Australia: General: Indemnity costs and interest on costs

Insurance update

Ryding v Miles & Ors (No 2) [2012] NSWSC 312

Background Facts

The plaintiff, Mr Ryding, engaged in various construction and quarry works. The four defendants were owners of land on which a quarry was operated (the land). In the main proceeding (Ryding v Miles & Ors [2012] NSWSC 153) Mr Ryding claimed that he suffered loss as a result of the defendants' failure to sign a consent form relating to a development application to Kempsey Shire Council for the installation of a weighbridge and associated road works on the land. The proceeding against all four defendants was dismissed.

The defendants subsequently made submissions to the NSW Supreme Court on costs, seeking:

  1. indemnity costs on the basis that (a) the plaintiff had maintained proceedings seeking damages for a loss of opportunity that he must have known was already lost for reasons unrelated to the alleged breaches by the defendants, (b) the plaintiff continued the claim in circumstances where he knew he had suffered no loss, and (c) the plaintiff pursued litigation although he was aware that he had consent from the defendants to lodge the relevant application the subject of the proceeding;
  2. in the alternative, indemnity costs from the day after the expiration of their offer of compromise to the plaintiff; and
  3. an order for interest on their costs pursuant to section 101 of the Civil Procedure Act 2005.

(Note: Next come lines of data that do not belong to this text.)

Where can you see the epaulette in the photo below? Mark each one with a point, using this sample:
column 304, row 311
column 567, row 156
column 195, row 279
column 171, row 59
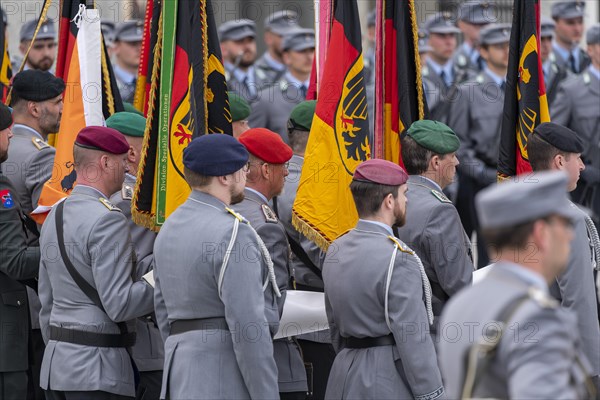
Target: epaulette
column 108, row 204
column 440, row 196
column 270, row 215
column 39, row 143
column 127, row 192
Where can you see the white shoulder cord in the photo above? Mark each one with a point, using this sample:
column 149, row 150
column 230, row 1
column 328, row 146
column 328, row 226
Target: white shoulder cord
column 425, row 280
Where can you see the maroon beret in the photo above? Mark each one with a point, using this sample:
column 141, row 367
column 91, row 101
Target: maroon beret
column 103, row 139
column 266, row 145
column 380, row 171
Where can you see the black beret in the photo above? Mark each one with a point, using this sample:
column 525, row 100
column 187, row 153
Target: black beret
column 560, row 137
column 35, row 85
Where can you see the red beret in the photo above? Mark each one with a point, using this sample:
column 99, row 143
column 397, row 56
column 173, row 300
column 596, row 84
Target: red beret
column 266, row 145
column 380, row 171
column 103, row 139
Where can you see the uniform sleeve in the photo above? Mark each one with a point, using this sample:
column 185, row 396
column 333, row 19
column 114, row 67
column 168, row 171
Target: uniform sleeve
column 243, row 300
column 410, row 327
column 111, row 255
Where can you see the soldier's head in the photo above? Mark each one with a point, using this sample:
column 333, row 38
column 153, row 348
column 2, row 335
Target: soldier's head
column 37, row 100
column 43, row 52
column 529, row 216
column 554, row 147
column 127, row 46
column 277, row 25
column 429, row 149
column 5, row 131
column 299, row 125
column 132, row 126
column 240, row 111
column 568, row 16
column 442, row 37
column 218, row 165
column 238, row 42
column 379, row 191
column 298, row 52
column 269, row 158
column 100, row 158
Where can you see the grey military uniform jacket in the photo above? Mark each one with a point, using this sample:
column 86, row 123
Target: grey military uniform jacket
column 537, row 357
column 148, row 351
column 355, row 277
column 291, row 372
column 274, row 105
column 99, row 245
column 191, row 284
column 434, row 231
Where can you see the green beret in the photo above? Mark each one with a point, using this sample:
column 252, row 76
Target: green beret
column 434, row 136
column 129, row 124
column 302, row 116
column 130, row 108
column 240, row 109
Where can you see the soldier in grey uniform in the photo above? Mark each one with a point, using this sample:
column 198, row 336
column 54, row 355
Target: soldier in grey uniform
column 375, row 290
column 238, row 48
column 148, row 351
column 19, row 263
column 506, row 337
column 554, row 147
column 87, row 286
column 276, row 102
column 476, row 117
column 208, row 272
column 577, row 107
column 269, row 156
column 277, row 25
column 568, row 16
column 433, row 228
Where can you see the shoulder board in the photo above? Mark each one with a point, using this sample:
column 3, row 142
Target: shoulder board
column 108, row 204
column 39, row 143
column 270, row 215
column 440, row 196
column 127, row 192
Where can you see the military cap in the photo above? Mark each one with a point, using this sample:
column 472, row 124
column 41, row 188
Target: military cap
column 5, row 117
column 47, row 30
column 560, row 137
column 476, row 13
column 130, row 31
column 240, row 108
column 298, row 40
column 237, row 30
column 568, row 9
column 441, row 22
column 382, row 172
column 266, row 145
column 547, row 27
column 593, row 34
column 495, row 34
column 36, row 85
column 215, row 155
column 507, row 204
column 129, row 124
column 103, row 139
column 302, row 116
column 434, row 136
column 280, row 22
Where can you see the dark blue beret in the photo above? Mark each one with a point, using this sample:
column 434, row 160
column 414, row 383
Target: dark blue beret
column 215, row 155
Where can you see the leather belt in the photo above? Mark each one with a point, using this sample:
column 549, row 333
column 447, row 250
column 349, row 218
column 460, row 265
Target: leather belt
column 364, row 343
column 200, row 324
column 92, row 339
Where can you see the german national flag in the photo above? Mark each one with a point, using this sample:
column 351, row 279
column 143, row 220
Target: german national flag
column 339, row 138
column 525, row 103
column 399, row 97
column 188, row 98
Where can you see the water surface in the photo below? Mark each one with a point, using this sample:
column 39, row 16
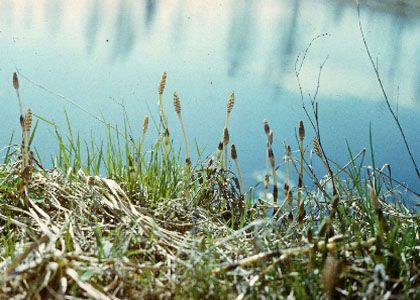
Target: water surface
column 101, row 53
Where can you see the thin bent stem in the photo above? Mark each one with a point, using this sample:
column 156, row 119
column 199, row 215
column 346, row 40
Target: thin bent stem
column 378, row 78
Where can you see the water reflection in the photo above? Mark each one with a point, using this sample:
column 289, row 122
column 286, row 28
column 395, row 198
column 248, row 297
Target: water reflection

The Court's determination of the above application provides a very helpful overview of some of the circumstances in which indemnity costs and interest on costs may be awarded.


Indemnity Costs

The Court accepted the defendants' alternative submission and ordered the plaintiff to pay their costs on a party/party basis up to 9 July 2009 (the day the offer of compromise expired) and thereafter on an indemnity basis. In making this determination, the Court made the following comments in relation to when it is appropriate to award indemnity costs:

  1. if a valid offer of compromise is made by a defendant and not accepted, then, unless the Court otherwise orders, if the final judgement is not less favourable to the plaintiff, the defendant is entitled to a costs order on an indemnity basis from the day following the day on which the offer was made. This entitlement is a "prima facie" entitlement and there are a number of cases that suggest compelling or exceptional circumstances would be required to justify a departure from those rules;
  2. there were no exceptional circumstances to support deviation from the usual rule in this case. However, if "exceptional circumstances" did justify a departure from the prima facie entitlement to indemnity costs arising from an offer of compromise, then his Honour would have held that the defendants' offer of compromise took effect as a Calderbank offer;
  3. even though the making of a Calderbank offer does not automatically result in a favourable costs order, even if the judgment is more favourable to the party making the offer than the terms of the offer, if the offer of compromise was treated as a Calderbank offer, the circumstances of this case would have justified indemnity costs being awarded;
  4. there was nothing in the facts of this case to suggest that the defendants would not have intended their offer of compromise to operate as a Calderbank offer if it were not effective as a formal offer of compromise and their intent for it act as such was implied in the relevant circumstances; and
  5. in order to be entitled to indemnity costs under a Calderbank offer, the defendants must establish both that the offer represents a genuine element of compromise of the dispute and that it was unreasonable for the plaintiff to reject it.

Interest on costs

The Court ordered the plaintiff to pay the defendants interest on costs and disbursements in connection with the proceeding on the "Allowed Percentage" from the day payment was made until such time as the plaintiff pays the costs due. The Court's reasoning for this decision was:

  1. where proceedings have continued over a long period of time, the defendants will have been out-of-pocket by payment of costs to their lawyers and an order for interest on those costs should be made to compensate them for that unless there are any countervailing discretionary factors;
  2. the power to order interest on costs should not be exercised without evidence of the amounts paid and the dates of payment. An affidavit from the solicitor for the defendants giving evidence that tax invoices were rendered and that they were paid and which annexed a copy of the firm's accounting ledger showing the dates the invoices were rendered and payment made, was sufficient evidence;
  3. in calculating how interest should be paid a formula calculating the "Allowed Percentage" should be adopted to avoid the complex and expensive task of a costs assessor calculating interest on individual payments; and
  4. the Allowed Percentage is calculated as ((Y/X) x 100 per cent) where:
  5. X = the total amount of costs and disbursements which the defendants have paid or are liable to pay their legal advisers in connection with the proceeding;

    Y = the total amount of costs and disbursements allowed on assessment to the defendants in connection with these proceedings.

The content of this article is intended to provide a general guide to the subject matter. Specialist advice should be sought about your specific circumstances.